Posthumous novel by Yasunari Kawabata

Tanpopo ("The Dandelion") is a Japanese novel by Yasunari Kawabata, written in 1964, but published only posthumously in 1972, left unfinished when the author died. Kawabata had commenced serializing his final novel in the literary magazine Shincho, but after winning the Nobel Prize for Literature in October 1968 he ceased all publishing activity.

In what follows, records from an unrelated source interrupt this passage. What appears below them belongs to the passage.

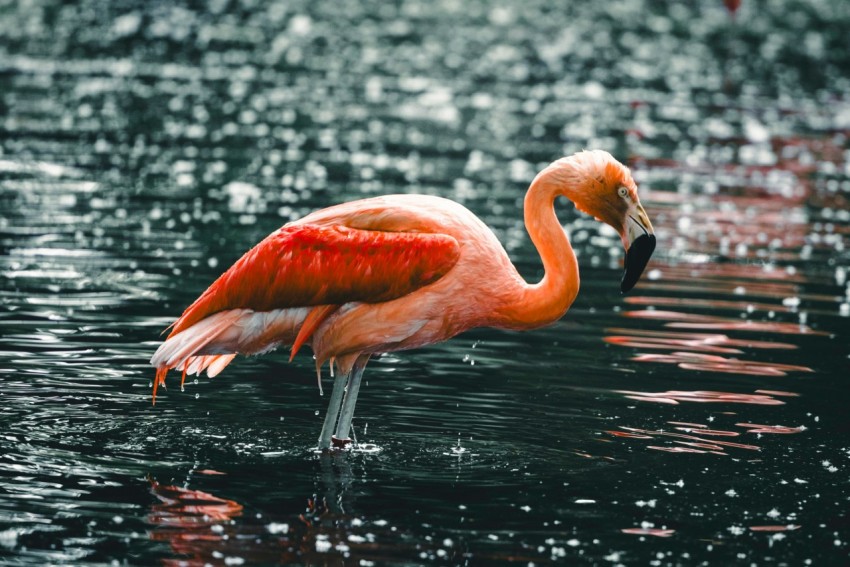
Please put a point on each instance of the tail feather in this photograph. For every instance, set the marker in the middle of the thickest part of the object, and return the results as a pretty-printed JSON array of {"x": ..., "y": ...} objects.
[
  {"x": 181, "y": 351},
  {"x": 212, "y": 343}
]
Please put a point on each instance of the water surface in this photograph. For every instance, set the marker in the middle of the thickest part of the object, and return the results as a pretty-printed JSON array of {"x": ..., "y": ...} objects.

A French translation with the title Les pissenlits was published in 2012. An English translation with an afterword by Michael Emmerich was published in 2017 by New Directions.

==Plot==
Kizaki Ineko has been placed in asylum. Her illness, somagnosia, is a fictional illness is the inability to perceive or see the bodies of others. The condition, naturally, affects her ability to relate to others as well: the fellow asylum inmate who writes, calligraphically, “To enter the Buddha world is easy; to enter the world of demons is difficult,” is to her simply a floating brush, while her boyfriend, Kuno, is a specter.

Then plot turns on the blindness of the girl Inako (稲子), when making love to the boy Hisano (久野) and the conversations leading to the decision of the girl's mother to protect him from the girl, lest she harm him when she is blind.